How to become a thought leader?
It is undeniable that thought leadership is an appealing goal, especially if you are a business leader. The trust and rapport you establish with your audience as a thought leader puts your products and services in the spotlight and, thus, opens more opportunities for your business to grow.
But to be the leading voice in the industry, you have to understand that thought leadership is not a status that you can easily attain overnight. You don’t just get published at Wall Street Journal or Washington Post; you have to earn it. Just like the thought leaders we have listed above, it takes time, dedication, and creativity to make people listen to you—and inspire them to take action. Here are some of the steps you can take to start building yourself to become a thought leader.
1. Choose your area of expertise
Being an expert in every field is not a requirement to become a thought leader. Instead, choose one specific area within your current sector then focus on creating your community there.
Having a clear area of expertise helps in establishing trust and credibility among your audience. Rather than spreading yourself thin in covering topics from other related industries, you can focus on diving deeper into a specific market to gain valuable insights that you can share with your community.
2. Publish content consistently
When you start this journey to be a thought leader, you must practice consistency when publishing content on your chosen platforms. To help you keep track of your progress, you can try creating a monthly content plan to strategize when you should post your bylined articles about interesting subjects and how you create content that will spark conversation with your audience.
Aside from being one of the best practices to help your target audience remember you better, this will also show your community that you are genuinely dedicated to this effort.

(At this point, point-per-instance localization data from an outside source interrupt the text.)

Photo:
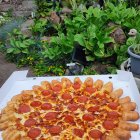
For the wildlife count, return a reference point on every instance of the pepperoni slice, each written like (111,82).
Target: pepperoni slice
(34,114)
(46,106)
(46,92)
(69,119)
(113,115)
(93,108)
(57,88)
(113,105)
(66,96)
(55,130)
(82,99)
(29,122)
(76,85)
(78,132)
(73,107)
(23,108)
(34,133)
(90,90)
(35,103)
(51,115)
(88,117)
(96,134)
(109,125)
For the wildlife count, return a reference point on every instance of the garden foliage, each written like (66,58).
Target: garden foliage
(87,27)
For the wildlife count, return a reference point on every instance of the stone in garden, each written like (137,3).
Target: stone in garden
(54,18)
(118,35)
(25,27)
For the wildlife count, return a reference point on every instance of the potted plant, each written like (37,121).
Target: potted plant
(134,52)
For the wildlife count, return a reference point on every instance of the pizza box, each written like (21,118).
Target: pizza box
(18,82)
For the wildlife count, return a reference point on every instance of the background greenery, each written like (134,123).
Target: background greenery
(86,26)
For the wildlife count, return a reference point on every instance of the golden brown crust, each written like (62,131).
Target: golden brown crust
(117,93)
(111,138)
(7,118)
(11,134)
(98,84)
(130,116)
(25,138)
(108,87)
(122,134)
(124,100)
(128,126)
(89,82)
(130,106)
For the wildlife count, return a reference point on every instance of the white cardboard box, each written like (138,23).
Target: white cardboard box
(18,82)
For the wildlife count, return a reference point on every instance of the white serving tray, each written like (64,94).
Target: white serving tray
(18,82)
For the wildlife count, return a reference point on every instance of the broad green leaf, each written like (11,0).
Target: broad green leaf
(25,51)
(12,42)
(99,53)
(90,58)
(108,40)
(97,12)
(10,50)
(89,46)
(101,45)
(17,51)
(80,39)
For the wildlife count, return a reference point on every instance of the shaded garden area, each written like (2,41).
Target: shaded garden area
(47,40)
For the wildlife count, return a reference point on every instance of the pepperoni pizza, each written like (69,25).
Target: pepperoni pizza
(66,110)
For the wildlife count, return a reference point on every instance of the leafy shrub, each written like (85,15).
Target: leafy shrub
(19,46)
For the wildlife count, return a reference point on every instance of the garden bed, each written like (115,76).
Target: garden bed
(47,44)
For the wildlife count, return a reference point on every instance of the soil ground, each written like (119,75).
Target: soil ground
(7,68)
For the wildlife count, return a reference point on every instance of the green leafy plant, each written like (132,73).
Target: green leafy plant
(120,14)
(39,27)
(136,49)
(59,46)
(19,45)
(88,70)
(45,7)
(43,69)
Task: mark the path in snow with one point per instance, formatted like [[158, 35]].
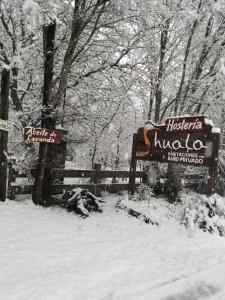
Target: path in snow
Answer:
[[48, 254]]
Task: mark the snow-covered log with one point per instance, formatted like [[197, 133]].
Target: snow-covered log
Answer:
[[81, 201]]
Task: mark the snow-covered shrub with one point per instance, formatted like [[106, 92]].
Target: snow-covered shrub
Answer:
[[80, 201], [207, 213], [144, 192]]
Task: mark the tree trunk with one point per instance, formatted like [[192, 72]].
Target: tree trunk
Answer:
[[42, 193], [4, 110]]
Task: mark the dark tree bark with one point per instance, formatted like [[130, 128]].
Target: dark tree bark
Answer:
[[43, 180], [4, 109]]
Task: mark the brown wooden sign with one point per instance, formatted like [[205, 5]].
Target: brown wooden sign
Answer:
[[42, 135], [185, 140]]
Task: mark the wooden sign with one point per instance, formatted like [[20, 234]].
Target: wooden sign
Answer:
[[5, 125], [185, 140], [42, 135]]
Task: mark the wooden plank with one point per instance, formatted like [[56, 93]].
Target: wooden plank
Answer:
[[58, 189], [70, 173]]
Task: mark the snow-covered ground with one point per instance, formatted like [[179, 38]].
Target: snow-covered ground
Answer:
[[50, 254]]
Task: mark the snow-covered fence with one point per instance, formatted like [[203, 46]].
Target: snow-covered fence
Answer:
[[23, 184]]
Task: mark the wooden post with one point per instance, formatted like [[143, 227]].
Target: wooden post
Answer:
[[4, 111], [97, 167], [214, 164], [133, 165], [11, 180], [43, 179]]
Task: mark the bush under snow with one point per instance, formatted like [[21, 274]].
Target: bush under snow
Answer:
[[200, 211]]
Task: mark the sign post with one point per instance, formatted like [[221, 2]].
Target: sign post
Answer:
[[188, 140], [4, 109]]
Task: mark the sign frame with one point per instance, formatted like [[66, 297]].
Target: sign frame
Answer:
[[42, 135], [184, 126]]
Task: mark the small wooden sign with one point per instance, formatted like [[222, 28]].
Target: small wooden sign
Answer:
[[5, 125], [42, 135]]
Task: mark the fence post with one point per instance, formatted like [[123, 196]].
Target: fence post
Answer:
[[133, 165], [97, 167], [11, 179]]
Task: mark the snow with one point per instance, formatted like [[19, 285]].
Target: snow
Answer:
[[48, 253]]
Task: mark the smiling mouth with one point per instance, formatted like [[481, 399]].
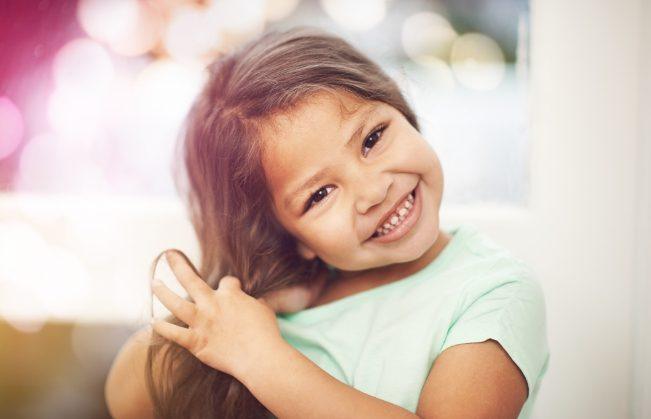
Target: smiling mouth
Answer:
[[387, 226]]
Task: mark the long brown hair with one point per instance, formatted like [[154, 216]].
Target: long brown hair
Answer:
[[224, 186]]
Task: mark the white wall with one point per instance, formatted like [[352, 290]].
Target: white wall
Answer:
[[586, 74]]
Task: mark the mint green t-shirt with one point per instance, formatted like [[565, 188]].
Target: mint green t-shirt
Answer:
[[383, 341]]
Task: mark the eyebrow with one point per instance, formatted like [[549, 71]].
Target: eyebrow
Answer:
[[315, 178]]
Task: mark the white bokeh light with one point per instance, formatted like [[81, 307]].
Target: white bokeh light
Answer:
[[279, 9], [83, 74], [477, 61], [192, 34], [427, 35], [128, 27], [52, 163], [358, 15], [238, 17], [38, 281]]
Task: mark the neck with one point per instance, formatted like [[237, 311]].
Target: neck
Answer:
[[393, 272]]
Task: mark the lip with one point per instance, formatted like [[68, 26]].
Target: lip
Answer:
[[405, 225]]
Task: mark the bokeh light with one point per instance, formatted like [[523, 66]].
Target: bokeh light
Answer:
[[11, 127], [128, 27], [427, 35], [83, 72], [477, 61], [192, 34], [279, 9], [358, 15]]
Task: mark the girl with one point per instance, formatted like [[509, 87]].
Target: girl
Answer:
[[326, 288]]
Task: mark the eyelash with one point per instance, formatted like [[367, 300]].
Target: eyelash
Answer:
[[379, 129]]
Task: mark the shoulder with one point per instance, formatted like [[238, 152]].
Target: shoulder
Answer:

3. Take your audience behind the curtains
When sharing your success stories with your audience, don’t just boast your awards to the world. Instead, take them through the whole journey on how you and your company achieved it. Don’t be afraid to share the challenges you faced with them, your realizations with methods that did not work, and how your power through it all. Your community connects better with thought leaders who are humans who experience the ups and downs of life.
4. Never stop learning
One of the traits of a good business leader is being flexible—and this type of mindset also applies to thought leadership. Continue building your knowledge to come up with creative solutions for modern problems, and above all, listen to your community’s insights to see how you can be a positive influence to the society.